MTC's power feedthrus utilize ceramic-to-metal seal assembly technology that offers superior reliability and durability to OEM laser tube applications. The power feedthrus are constructed using a high purity 95% Alumina (Al203) ceramic insulator that is mechanically strong and has high dielectric strength. The metal components are precisely manufactured from materials that best meet the performance requirements of the customer's specific application, as well as the materials' thermal compatibility with the manufacturing process.

MTC manufactures power feedthrus using high temperature brazed materials that can withstand temperatures of 960°C and higher, enabling the component to reliably survive subsequent brazing operations. Additionally, all feedthrus are 100% leak-tested with helium to ensure an exceptional hermetic seal.

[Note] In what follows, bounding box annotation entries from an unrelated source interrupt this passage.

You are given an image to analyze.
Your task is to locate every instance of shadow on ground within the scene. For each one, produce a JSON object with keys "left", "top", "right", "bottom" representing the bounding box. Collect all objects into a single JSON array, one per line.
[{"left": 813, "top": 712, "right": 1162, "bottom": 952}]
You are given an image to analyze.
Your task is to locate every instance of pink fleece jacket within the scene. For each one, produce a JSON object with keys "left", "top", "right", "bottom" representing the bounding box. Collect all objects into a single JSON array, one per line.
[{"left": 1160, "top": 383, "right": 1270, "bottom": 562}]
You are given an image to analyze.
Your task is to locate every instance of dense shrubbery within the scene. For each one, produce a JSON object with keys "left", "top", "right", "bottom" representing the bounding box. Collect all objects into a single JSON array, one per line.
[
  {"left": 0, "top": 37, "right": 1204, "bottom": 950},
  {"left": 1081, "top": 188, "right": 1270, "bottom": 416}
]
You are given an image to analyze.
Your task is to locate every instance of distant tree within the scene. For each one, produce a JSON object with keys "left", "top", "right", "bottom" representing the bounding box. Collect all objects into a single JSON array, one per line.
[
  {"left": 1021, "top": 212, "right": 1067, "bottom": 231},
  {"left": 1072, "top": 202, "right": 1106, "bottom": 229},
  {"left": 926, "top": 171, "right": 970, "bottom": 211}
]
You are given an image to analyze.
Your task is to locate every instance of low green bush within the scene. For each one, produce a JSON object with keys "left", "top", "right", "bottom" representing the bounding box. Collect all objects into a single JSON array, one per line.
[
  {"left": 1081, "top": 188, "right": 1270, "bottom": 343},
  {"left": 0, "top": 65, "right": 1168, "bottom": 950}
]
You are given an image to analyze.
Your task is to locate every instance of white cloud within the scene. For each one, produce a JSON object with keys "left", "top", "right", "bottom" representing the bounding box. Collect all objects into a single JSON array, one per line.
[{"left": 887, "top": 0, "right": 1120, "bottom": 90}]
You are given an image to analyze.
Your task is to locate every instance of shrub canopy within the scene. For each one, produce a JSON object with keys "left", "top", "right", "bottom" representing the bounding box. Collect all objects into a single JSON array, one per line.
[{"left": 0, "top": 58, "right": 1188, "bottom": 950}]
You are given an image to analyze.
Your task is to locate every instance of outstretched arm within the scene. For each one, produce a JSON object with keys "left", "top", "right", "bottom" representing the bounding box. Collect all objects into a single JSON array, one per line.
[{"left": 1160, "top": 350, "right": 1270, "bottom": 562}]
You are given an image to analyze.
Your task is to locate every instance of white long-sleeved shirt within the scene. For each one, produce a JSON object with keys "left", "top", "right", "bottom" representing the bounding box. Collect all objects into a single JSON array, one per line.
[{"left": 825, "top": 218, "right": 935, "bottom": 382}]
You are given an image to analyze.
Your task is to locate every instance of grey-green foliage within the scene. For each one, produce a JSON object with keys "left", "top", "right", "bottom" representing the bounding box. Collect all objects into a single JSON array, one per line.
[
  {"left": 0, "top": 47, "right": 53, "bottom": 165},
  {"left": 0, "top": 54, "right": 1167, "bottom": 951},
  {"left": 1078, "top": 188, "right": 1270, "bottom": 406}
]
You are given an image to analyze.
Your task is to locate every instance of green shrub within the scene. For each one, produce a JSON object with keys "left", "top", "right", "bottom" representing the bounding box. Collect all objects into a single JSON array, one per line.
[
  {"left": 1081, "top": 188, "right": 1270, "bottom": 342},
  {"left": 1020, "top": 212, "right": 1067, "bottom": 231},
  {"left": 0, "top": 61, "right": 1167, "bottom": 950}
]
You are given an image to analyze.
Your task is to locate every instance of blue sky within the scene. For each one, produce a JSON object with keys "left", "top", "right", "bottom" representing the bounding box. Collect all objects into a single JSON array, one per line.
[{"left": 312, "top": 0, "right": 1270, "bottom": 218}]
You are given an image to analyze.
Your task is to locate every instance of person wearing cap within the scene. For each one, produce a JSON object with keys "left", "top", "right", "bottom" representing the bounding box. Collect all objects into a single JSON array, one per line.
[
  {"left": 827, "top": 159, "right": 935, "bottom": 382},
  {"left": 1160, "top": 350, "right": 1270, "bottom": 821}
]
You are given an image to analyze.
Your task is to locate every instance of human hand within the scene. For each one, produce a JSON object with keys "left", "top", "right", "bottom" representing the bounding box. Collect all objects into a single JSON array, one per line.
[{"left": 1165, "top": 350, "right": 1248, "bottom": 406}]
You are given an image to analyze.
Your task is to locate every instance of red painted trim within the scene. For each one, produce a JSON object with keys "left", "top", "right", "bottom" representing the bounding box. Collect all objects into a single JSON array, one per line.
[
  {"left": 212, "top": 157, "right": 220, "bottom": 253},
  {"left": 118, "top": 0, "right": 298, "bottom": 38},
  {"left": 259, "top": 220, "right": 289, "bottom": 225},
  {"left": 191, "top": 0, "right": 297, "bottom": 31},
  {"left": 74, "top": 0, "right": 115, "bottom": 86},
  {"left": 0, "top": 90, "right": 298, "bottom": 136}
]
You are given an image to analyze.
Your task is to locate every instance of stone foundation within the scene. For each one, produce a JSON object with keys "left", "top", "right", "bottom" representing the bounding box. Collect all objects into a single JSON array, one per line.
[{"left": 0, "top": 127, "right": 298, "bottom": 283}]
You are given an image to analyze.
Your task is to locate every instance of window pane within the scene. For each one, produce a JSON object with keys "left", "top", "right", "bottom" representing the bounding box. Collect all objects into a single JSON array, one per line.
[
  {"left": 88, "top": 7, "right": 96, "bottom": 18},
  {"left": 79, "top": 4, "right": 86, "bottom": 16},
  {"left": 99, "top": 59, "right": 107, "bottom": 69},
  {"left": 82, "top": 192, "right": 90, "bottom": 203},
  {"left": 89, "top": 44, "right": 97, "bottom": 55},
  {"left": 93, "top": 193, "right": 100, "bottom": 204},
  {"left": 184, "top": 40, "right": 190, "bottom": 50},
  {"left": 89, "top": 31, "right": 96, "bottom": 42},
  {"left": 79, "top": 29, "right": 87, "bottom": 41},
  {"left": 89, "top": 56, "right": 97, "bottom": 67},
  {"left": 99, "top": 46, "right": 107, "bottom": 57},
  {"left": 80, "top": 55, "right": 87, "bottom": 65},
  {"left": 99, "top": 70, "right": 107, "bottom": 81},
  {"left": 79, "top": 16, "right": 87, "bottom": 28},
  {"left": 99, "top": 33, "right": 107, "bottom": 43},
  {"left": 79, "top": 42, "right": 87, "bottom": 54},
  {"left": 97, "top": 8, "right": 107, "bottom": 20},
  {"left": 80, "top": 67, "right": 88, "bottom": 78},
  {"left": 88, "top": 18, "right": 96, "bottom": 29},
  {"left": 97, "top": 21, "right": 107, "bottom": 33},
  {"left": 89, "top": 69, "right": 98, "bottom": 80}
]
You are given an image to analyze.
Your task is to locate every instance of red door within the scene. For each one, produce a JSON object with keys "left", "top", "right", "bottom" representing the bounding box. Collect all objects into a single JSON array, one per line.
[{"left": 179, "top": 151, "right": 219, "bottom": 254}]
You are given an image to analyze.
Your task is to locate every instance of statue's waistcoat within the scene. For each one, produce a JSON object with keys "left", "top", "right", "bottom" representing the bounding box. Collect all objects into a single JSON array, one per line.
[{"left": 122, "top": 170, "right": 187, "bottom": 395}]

MTC's ceramic reflectors, manufactured from Sintox AL Alumina, a high purity (99.7%, Al203) porous material, bring high reflectivity and efficiency to solid-state lasers, flash lamps and laser diodes. These reflectors work particularly well for lasers utilizing Ruby (wavelength of 694 nm) and Nd:YAG (wavelength of 1064 nm) crystals, as well as for IPL systems.

Independent tests on Sintox AL Alumina have shown reflectance figures in excess of 96% (typically 97-98%) over the 500 nm to 2000 nm wavelengths. The material provides a highly diffuse reflectance, behaving as a bulk reflector of the source radiation by both reflecting and refracting light back into the laser's pumping cavity.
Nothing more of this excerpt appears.